Por Valéria de Oliveira Thiers, professora doutora em Psicologia pelo Instituto de Psicologia da USP, e trabalho como Professora Adjunta na PUCRS
O livro 1984, de George Orwell, está há quatro anos entre os 100 mais vendidos. Atingiu o 1º lugar nas vendas, em janeiro do ano passado. Como é possível um texto, de quase 70 anos, continuar tão atual? Orwell questiona o poder totalitário do Estado, onde não se escapa à vigilância do Grande Irmão (o conhecido Big Brother), ao uso da Novilíngua (atualizadas para as fake news), ao emprego de lemas incendiários ("Quem controla o passado controla o futuro. Quem controla o presente controla o passado" - RIP Museu Nacional) e ao uso das teletelas em todos os ambientes (os amistosos "Sorria, você está sendo filmado").
Câmeras de monitoramento fazem parte das nossas vidas há muito tempo e em diferentes contextos. Diferente do que propunha a obra, não é só o Partido quem faz uso destas informações, nós também nos apropriamos destas tecnologias para expor livre, autônoma e publicamente conteúdos de cunho privado. Vivemos na era em que as pessoas se desvelam nas redes sociais. Youtubers prosperam com conteúdo veiculados na internet. As câmeras estão, literalmente, nas palmas das nossas mãos.
Nos habituamos às câmeras, como recursos de proteção patrimonial, em ônibus, bancos, comércios, prédios e residências. Em virtude da violência, nos habituamos às câmeras como recurso de segurança pessoal. E, também, nos habituamos ao uso das imagens como recurso para a manutenção de memória, dos fatos captados pelas lentes. As escolas fazem parte dessa sociedade que zela pela proteção dos recursos humanos e patrimoniais, através do uso do monitoramento de vídeo.
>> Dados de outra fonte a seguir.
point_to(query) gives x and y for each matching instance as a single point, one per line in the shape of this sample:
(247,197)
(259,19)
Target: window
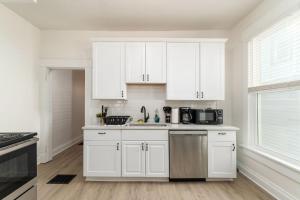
(274,89)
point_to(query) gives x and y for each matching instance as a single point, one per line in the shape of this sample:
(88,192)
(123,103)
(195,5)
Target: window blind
(275,53)
(279,122)
(274,76)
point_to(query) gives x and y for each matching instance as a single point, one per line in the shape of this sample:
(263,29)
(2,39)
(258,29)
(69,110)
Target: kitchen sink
(148,124)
Imaginem uma mãe que termina sua licença-maternidade e retorna ao trabalho. Ela precisa deixar seu bebê em uma escola. No processo de escolha, se depara com uma instituição onde terá acesso às imagens online do seu filho. Qual mãe, podendo arcar com o custo, não preferiria essa? Poder saber que o bebê está bem, com uma espiada, não alivia? Há afronta à autonomia docente? Há comprometimento à liberdade de expressão do aluno? As imagens não servem como recurso de proteção às pessoas e ao patrimônio? Pensando na escola para os alunos mais velhos, e nas pessoas que lá trabalham, surgem as mesmas perguntas.
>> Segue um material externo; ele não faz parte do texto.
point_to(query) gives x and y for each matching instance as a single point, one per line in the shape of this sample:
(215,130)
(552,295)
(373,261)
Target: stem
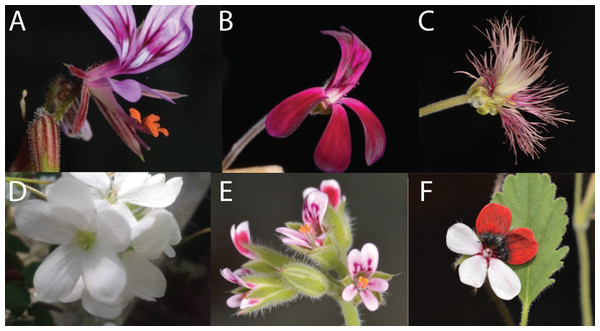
(444,104)
(239,145)
(582,211)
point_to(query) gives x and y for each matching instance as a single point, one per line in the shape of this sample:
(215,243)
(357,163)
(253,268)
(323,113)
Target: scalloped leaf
(531,199)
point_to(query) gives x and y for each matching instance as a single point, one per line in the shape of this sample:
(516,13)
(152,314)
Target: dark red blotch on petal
(493,218)
(521,245)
Situações de furto, violência e intimidações, podem ser senão evitadas, minimizadas ou esclarecidas através das imagens. Considerando outros casos, nessa semana uma denúncia à equipe do Departamento Estadual da Criança e do Adolescente prendeu um professor de 30 anos, por suspeita de estupro de vulnerável contra uma aluna de 13 anos, em escola particular de Porto Alegre (nomes da escola e do homem não foram divulgados, em proteção à jovem). Imagens de câmeras próximas do colégio foram coletadas pelos policiais, que confirmaram o relato da menina. Em março de 2017, dentro da sala de aula de uma escola, em Cachoeirinha, uma adolescente de 14 anos, morreu em decorrência de uma briga com outras colegas. Não havia nenhum adulto na sala. O procedimento de investigação foi concluído em 10 dias, a partir do relato das testemunhas. Reitero, as imagens não serviriam como recurso de proteção às pessoas e ao patrimônio?